Si riporta il testo dell'articolo 133, comma 1, lett.
a) , numero 6), del citato decreto legislativo n. 104 del
2010, come modificato dal presente decreto:
«Art. 133. Materie di giurisdizione esclusiva
1. Sono devolute alla giurisdizione esclusiva del
giudice amministrativo, salvo ulteriori previsioni di
legge:
a) le controversie in materia di:
1) risarcimento del danno ingiusto cagionato in
conseguenza dell'inosservanza dolosa o colposa del termine
di conclusione del procedimento amministrativo;
2) formazione, conclusione ed esecuzione degli accordi
integrativi o sostitutivi di provvedimento amministrativo e
degli accordi fra pubbliche amministrazioni;
3) silenzio di cui all'articolo 31, commi 1, 2 e 3, e
provvedimenti espressi adottati in sede di verifica di
segnalazione certificata, denuncia e dichiarazione di
inizio attivita', di cui all'articolo 19, comma 6-ter,
della legge 7 agosto 1990, n. 241;
4) determinazione e corresponsione dell'indennizzo
dovuto in caso di revoca del provvedimento amministrativo;
5) nullita' del provvedimento amministrativo adottato
in violazione o elusione del giudicato;
6) diritto di accesso ai documenti amministrativi e
violazione degli obblighi di trasparenza amministrativa;
(Omissis).».
Si riporta il testo dell'articolo 11 del citato decreto
legislativo n. 150 del 2009:
«Art. 11. Trasparenza
1. La trasparenza e' intesa come accessibilita' totale,
anche attraverso lo strumento della pubblicazione sui siti
istituzionali delle amministrazioni pubbliche, delle
informazioni concernenti ogni aspetto dell'organizzazione,
degli indicatori relativi agli andamenti gestionali e
all'utilizzo delle risorse per il perseguimento delle
funzioni istituzionali, dei risultati dell'attivita' di
misurazione e valutazione svolta dagli organi competenti,
allo scopo di favorire forme diffuse di controllo del
rispetto dei principi di buon andamento e imparzialita'.

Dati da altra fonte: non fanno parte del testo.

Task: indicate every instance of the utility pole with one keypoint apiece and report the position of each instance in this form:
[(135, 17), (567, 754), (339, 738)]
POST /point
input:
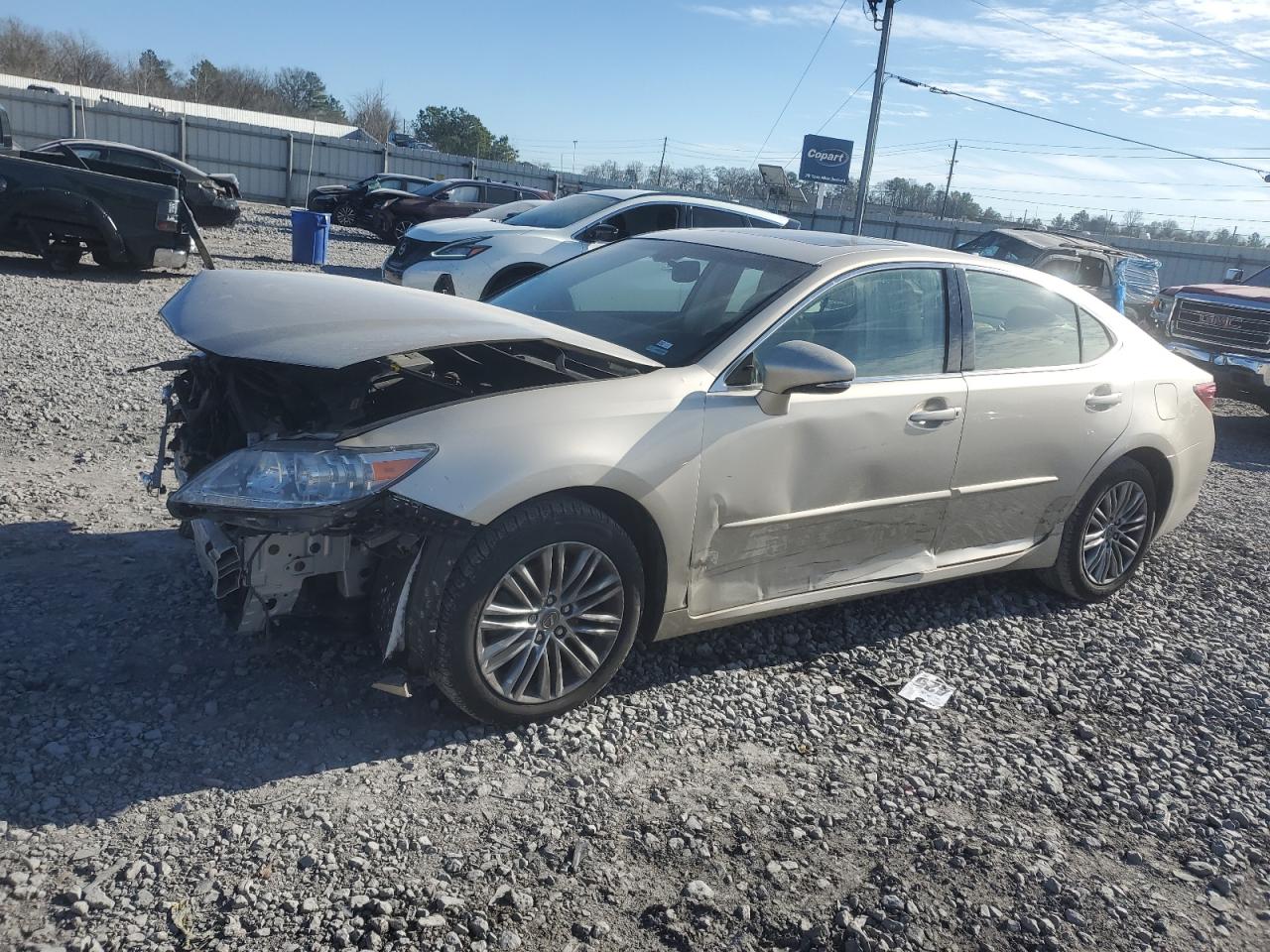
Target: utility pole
[(948, 185), (874, 109)]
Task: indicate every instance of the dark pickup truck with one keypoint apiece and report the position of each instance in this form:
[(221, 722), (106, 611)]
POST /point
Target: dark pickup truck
[(1224, 327), (58, 207)]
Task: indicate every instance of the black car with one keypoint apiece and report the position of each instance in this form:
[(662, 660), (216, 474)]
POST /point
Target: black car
[(356, 204), (55, 207), (212, 198)]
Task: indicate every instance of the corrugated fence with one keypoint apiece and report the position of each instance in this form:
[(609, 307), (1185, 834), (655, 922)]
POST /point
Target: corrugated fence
[(276, 166)]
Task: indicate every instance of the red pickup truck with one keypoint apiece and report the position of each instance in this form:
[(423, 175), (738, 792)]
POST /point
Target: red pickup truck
[(1224, 327)]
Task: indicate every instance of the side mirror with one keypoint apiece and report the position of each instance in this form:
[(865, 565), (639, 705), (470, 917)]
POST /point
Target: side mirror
[(603, 232), (801, 365)]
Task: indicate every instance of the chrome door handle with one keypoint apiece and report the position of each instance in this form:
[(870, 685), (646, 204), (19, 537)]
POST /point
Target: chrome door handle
[(1102, 402), (949, 413)]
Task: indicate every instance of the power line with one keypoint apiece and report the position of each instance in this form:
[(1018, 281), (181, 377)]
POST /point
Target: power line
[(1110, 59), (803, 76), (1241, 51), (1074, 126)]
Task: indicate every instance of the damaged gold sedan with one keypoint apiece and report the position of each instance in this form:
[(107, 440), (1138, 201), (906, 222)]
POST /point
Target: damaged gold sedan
[(668, 434)]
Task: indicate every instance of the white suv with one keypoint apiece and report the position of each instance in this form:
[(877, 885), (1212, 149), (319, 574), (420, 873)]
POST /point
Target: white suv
[(481, 258)]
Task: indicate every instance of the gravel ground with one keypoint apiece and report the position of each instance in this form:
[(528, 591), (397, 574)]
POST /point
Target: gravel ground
[(1101, 777)]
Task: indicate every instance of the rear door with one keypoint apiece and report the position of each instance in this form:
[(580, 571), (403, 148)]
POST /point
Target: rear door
[(1047, 397)]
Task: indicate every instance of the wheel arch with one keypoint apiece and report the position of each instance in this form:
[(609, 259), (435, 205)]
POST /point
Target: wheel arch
[(1161, 475), (643, 530)]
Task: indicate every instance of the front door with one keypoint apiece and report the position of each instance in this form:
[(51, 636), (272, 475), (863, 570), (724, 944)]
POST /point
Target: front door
[(1048, 397), (848, 485)]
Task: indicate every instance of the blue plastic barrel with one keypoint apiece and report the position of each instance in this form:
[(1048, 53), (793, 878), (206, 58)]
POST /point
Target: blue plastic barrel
[(309, 232)]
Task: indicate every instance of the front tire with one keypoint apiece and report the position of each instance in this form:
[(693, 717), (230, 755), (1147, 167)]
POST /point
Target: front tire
[(1107, 535), (539, 613)]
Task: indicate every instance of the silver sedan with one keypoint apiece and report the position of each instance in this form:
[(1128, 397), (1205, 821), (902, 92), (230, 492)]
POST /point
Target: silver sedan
[(672, 433)]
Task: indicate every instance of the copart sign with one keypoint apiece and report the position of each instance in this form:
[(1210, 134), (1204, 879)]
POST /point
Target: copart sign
[(826, 159)]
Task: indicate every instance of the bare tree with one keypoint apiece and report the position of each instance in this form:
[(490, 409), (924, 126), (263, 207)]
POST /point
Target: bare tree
[(370, 111)]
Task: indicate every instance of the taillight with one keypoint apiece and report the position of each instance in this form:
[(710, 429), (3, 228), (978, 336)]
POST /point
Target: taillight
[(1206, 394), (168, 217)]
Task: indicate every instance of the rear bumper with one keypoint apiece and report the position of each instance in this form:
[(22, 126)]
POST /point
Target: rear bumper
[(172, 258), (1238, 376)]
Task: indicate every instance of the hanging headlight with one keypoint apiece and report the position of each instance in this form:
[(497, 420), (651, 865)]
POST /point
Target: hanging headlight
[(273, 476), (467, 248)]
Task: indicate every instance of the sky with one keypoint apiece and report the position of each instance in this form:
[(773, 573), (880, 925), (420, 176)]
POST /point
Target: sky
[(712, 77)]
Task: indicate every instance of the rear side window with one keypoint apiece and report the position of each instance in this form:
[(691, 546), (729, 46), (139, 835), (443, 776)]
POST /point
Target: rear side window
[(1095, 339), (644, 218), (1019, 324), (716, 218)]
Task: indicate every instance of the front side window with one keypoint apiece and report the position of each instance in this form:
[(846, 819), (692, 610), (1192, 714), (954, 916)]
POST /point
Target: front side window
[(1019, 324), (1065, 268), (136, 160), (1002, 248), (564, 211), (888, 322), (1095, 339), (1093, 273), (1260, 278), (716, 218), (668, 299)]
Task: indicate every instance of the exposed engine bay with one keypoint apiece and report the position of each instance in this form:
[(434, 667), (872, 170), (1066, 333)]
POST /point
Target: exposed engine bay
[(267, 566)]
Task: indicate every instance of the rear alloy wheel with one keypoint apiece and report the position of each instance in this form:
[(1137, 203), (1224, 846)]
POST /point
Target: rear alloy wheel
[(539, 613), (1106, 537), (344, 214)]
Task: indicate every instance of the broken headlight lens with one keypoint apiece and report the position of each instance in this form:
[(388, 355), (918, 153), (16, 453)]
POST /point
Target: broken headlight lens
[(467, 248), (272, 476)]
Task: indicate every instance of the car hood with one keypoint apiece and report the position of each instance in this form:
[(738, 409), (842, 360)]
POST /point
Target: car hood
[(326, 320), (456, 229), (1247, 293)]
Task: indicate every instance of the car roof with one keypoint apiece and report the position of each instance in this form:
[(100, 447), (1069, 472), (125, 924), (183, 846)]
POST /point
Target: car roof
[(624, 194), (186, 168), (812, 246), (1058, 239)]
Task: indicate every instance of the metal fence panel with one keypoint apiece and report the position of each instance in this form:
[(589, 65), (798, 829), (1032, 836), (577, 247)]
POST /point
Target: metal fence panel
[(263, 157)]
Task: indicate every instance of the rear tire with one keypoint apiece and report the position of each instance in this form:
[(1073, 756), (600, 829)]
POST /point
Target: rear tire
[(572, 633), (1106, 536)]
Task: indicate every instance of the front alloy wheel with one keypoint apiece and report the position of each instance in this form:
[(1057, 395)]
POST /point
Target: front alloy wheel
[(550, 624), (538, 615)]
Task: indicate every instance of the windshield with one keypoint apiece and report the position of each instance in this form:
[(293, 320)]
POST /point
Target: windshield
[(668, 299), (1003, 248), (1259, 280), (564, 211)]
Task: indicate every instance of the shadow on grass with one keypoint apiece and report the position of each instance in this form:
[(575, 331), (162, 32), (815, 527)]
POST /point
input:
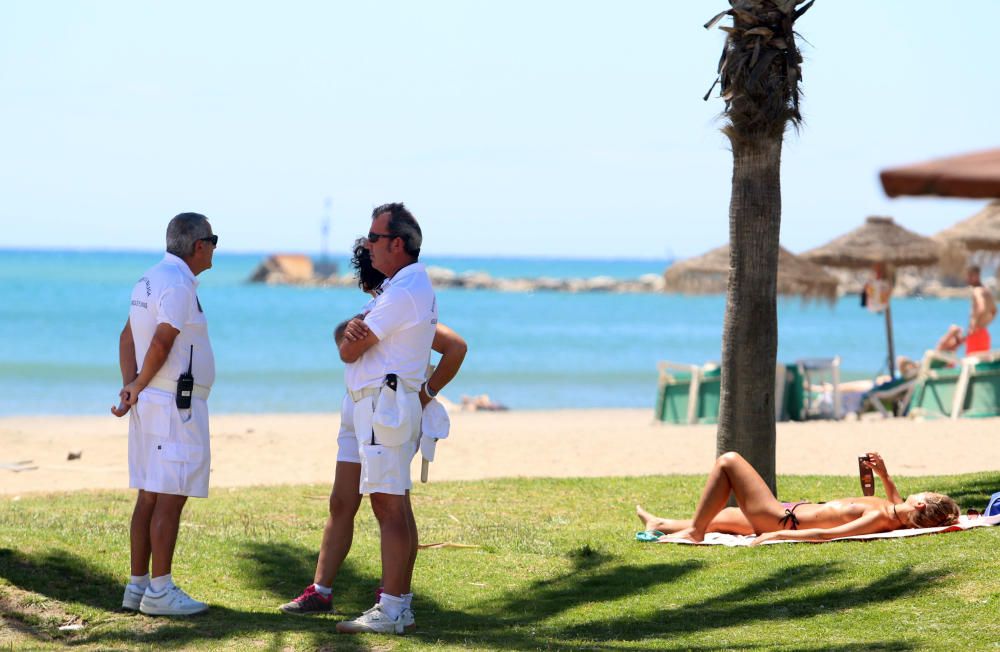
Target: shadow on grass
[(61, 575), (762, 600), (283, 570), (518, 622)]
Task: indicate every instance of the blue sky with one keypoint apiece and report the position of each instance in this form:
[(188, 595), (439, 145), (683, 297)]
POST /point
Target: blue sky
[(518, 128)]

Essa costituisce livello essenziale delle prestazioni
erogate dalle amministrazioni pubbliche ai sensi
dell'articolo 117, secondo comma, lettera m), della
Costituzione.
2. Ogni amministrazione, sentite le associazioni
rappresentate nel Consiglio nazionale dei consumatori e
degli utenti, adotta un Programma triennale per la
trasparenza e l'integrita', da aggiornare annualmente, che
indica le iniziative previste per garantire:
a) un adeguato livello di trasparenza, anche sulla base
delle linee guida elaborate dalla Commissione di cui
all'articolo 13;
b) la legalita' e lo sviluppo della cultura
dell'integrita'.
3. Le amministrazioni pubbliche garantiscono la massima
trasparenza in ogni fase del ciclo di gestione della
performance.
4. Ai fini della riduzione del costo dei servizi,
dell'utilizzo delle tecnologie dell'informazione e della
comunicazione, nonche' del conseguente risparmio sul costo
del lavoro, le pubbliche amministrazioni provvedono
annualmente ad individuare i servizi erogati, agli utenti
sia finali che intermedi, ai sensi dell'articolo 10, comma
5, del decreto legislativo 7 agosto 1997, n. 279. Le
amministrazioni provvedono altresi' alla contabilizzazione
dei costi e all'evidenziazione dei costi effettivi e di
quelli imputati al personale per ogni servizio erogato,
nonche' al monitoraggio del loro andamento nel tempo,
pubblicando i relativi dati sui propri siti istituzionali.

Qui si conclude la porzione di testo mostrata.